Yo (retrotrayéndome un par de siglos atrás, para contestar al burlador imaginario antedicho) le diría que, efectivamente, no tengo la receta mágica para conseguir disciplina escolar sin castigo físico, no sé cómo lograrlo, ni siquiera estoy seguro de si es posible. Pero creo que la dificultad de concebir una solución no debe paralizarnos, mientras los ojos nos hagan ver una miseria humana cualquiera. Creo que el progreso humano (sin ser ni lineal ni fatal ni sin ambigüedades) es una realidad y el esfuerzo civilizador una obligación para todos – y no menos para un cristiano. Creo que ese esfuerzo es también esfuerzo de imaginación y de confianza y hasta -si me permite la palabra- optimismo. Y si no tenemos recetas, pues ayudémonos a aprenderlas, aunque sea a riesgo de fracasos y contramarchas.
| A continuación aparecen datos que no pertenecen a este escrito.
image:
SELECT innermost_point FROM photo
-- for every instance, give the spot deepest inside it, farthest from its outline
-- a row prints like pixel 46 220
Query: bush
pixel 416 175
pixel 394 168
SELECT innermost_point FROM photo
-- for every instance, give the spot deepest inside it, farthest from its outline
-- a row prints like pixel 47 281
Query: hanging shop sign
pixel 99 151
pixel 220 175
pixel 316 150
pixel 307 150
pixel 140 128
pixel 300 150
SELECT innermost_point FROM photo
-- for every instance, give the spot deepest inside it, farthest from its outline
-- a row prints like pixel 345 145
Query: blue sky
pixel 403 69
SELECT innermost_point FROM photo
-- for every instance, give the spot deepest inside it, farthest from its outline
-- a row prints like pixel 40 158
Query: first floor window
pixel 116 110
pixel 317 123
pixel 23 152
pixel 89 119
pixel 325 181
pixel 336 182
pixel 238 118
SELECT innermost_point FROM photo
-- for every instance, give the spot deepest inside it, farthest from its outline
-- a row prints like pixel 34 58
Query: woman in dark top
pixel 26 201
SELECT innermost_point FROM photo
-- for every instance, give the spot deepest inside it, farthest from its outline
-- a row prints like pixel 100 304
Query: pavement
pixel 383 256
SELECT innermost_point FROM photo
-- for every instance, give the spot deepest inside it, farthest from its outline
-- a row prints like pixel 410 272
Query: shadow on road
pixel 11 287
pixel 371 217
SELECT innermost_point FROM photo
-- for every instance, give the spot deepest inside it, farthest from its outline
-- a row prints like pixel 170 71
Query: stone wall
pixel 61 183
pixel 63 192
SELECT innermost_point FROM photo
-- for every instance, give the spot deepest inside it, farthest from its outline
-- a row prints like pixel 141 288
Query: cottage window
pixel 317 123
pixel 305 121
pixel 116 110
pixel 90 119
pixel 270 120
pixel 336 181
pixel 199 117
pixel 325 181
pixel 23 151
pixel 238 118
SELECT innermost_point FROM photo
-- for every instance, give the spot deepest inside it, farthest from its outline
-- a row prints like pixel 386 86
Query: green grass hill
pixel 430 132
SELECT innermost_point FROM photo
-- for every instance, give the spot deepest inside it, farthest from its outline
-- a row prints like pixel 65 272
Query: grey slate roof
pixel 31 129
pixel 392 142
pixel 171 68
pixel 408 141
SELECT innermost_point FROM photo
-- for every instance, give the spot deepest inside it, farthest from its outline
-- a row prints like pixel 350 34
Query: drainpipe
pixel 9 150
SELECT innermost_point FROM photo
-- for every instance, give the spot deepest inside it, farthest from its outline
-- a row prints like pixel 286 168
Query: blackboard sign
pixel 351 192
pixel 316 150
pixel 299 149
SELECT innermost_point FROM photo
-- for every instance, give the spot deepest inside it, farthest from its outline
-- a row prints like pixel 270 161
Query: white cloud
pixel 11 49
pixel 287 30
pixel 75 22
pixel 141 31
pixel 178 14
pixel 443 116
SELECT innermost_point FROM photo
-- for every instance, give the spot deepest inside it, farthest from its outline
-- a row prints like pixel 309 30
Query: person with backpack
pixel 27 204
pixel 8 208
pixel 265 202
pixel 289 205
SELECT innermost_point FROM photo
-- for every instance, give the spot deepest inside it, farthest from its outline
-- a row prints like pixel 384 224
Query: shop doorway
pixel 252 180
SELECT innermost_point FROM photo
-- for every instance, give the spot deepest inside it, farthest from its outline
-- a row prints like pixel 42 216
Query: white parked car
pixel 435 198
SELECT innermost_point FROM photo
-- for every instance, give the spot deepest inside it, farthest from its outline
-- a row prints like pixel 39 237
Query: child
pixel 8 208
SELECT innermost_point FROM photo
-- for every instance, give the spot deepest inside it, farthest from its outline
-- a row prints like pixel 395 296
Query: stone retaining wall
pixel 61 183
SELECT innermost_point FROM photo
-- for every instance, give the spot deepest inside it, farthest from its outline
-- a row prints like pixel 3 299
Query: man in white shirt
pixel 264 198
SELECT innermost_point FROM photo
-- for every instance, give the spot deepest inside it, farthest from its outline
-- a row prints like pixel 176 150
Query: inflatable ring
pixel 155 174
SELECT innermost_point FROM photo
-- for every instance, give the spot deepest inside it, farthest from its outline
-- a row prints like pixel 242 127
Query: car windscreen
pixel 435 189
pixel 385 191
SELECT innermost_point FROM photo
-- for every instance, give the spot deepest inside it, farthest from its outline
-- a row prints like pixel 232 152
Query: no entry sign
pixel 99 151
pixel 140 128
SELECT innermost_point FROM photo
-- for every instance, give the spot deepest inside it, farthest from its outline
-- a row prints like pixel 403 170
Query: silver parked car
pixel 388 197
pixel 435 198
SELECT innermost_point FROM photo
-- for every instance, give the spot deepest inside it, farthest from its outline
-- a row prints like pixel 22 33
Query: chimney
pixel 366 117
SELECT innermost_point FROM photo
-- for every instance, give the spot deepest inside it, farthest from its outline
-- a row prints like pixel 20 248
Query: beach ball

Como mínimo, algo aprenderemos – y eso también es un progreso.

 

[1] – Félix Sardá – La escuela sin Dios – Barcelona, 1883

2 comentarios sobre “Imaginación y humanismo (2)

  1. Ludovicus

    albricias, Hernán, te costó mas de una década, pero descubriste el progresismo! Jugá un poquito antes de desilusionarte de él.

  2. j_cc

    Es raro, porque la última vez (creo) que pasé por acá estabas despotricando contra El Hombre Moderno, de Saenz, justamente por hacer lo mismo que parece que hacías y seguis haciendo: etiquetar gente y a darle con el palo.